Press Release

September 23, 2014
Cardin-Portman Act to Protect Retirement Security

WASHINGTON – U.S. Senators Ben Cardin (D-Md.) and Rob Portman (R-Ohio), both members of the Senate Finance Committee, have teamed up to protect the retirement security of many American workers. Their new legislation, the Retirement Security Preservation Act (S. 2855), creates a permanent fix for an unintentional flaw in the way nondiscrimination regulations apply to certain defined benefit pension plans.

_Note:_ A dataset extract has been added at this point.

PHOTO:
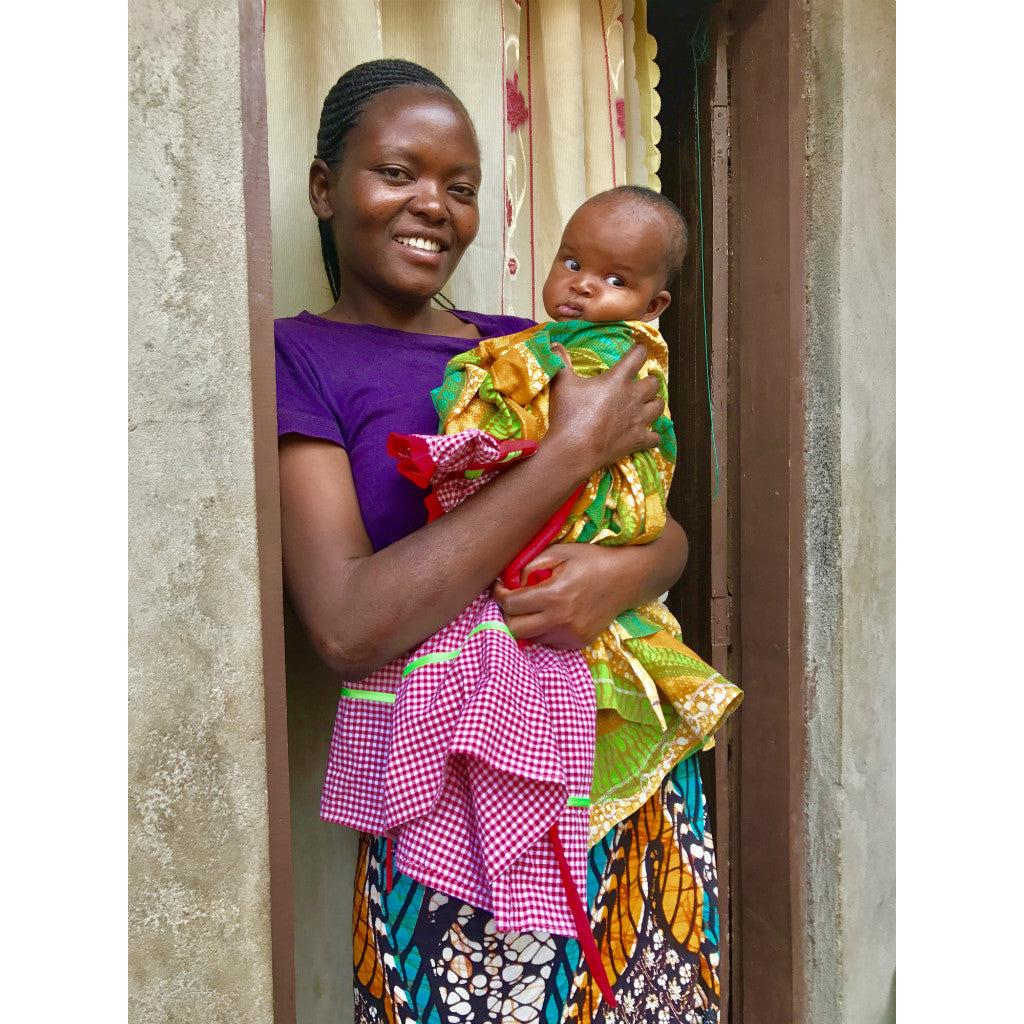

The legislation would remove possible incentives for companies to hard-freeze the defined benefit pension plans of long-time employees or otherwise refrain from providing compensating benefits for employees whose plans have been frozen.

 

“Older workers who have been saving for their retirement should not be penalized playing by the rules and planning ahead,” said Senator Cardin. “We need to get back to the original intent of the regulations, which was to encourage greater participation in retirement savings programs.” 

 

“Pension nondiscrimination rules are intended to ensure fairness in company pension plans,” said Senator Portman. “This bill will fix a glitch in the law that inadvertently encourages companies to limit pension opportunities.”

 

In November 2013, Senators Cardin and Portman wrote to Treasury Secretary Jack Lew expressing concern with the regulation that unfairly penalizes employers that engaged in “soft freezes” of their defined benefit pension plans. “This is clearly not the intended effect of the nondiscrimination rules, which were written to strengthen retirement security, rather than to force many older employees into new pension plans that may not provide enough time to accumulate sufficient benefits before retirement,” the senators wrote.

 

In response, the IRS released guidance, IRS Notice 2014-5, which provides temporary nondiscrimination relief for employers that have undertaken “soft freezes.”  The notice permits certain employers that have “soft frozen” their defined benefit plans and who also have a defined contribution plan in place to demonstrate that the aggregated defined benefit and defined contribution plans comply with the nondiscrimination requirements on the basis of equivalent benefits, even if the plan does not meet any of the existing eligibility conditions for testing on that basis.

 

“Soft freezes” allow existing employees to continue to accrue benefits in a company’s defined benefit plans, while newer employees are placed in a defined contribution plan. “Soft freezes” have the potential to cause plans to inadvertently violate the regulation mentioned above, which requires plans to comply with certain nondiscrimination testing requirements. This is because, when a defined benefit plan is “soft frozen,” the number of highly-compensated employees grandfathered into that plan impermissibly rises over time, as no new employees join the defined benefit plan.

 

S. 2855 would provide that a pension plan does not fail the section 401(a)(4) nondiscrimination rules, or the minimum participation requirement in section 401(a)(26), provided the composition of the closed class of participants in the plan meets certain requirements. Those requirements include:

 

  • The closed class satisfied the rules as of the date the class was closed (including the nondiscrimination rules for benefits, rights, and features offered to the closed class).

 

  • After the closing date, any plan amendments that modify the closed class (or benefits, rights and features provided to the class) satisfy the nondiscrimination rules.

 

A plan is a qualified plan only if the contributions or benefits provided do not discriminate in favor of highly compensated employees. The bill would provide special rules in the case of an amendment that does not satisfy the second requirement and for defined contribution plans that are tested with the closed plan.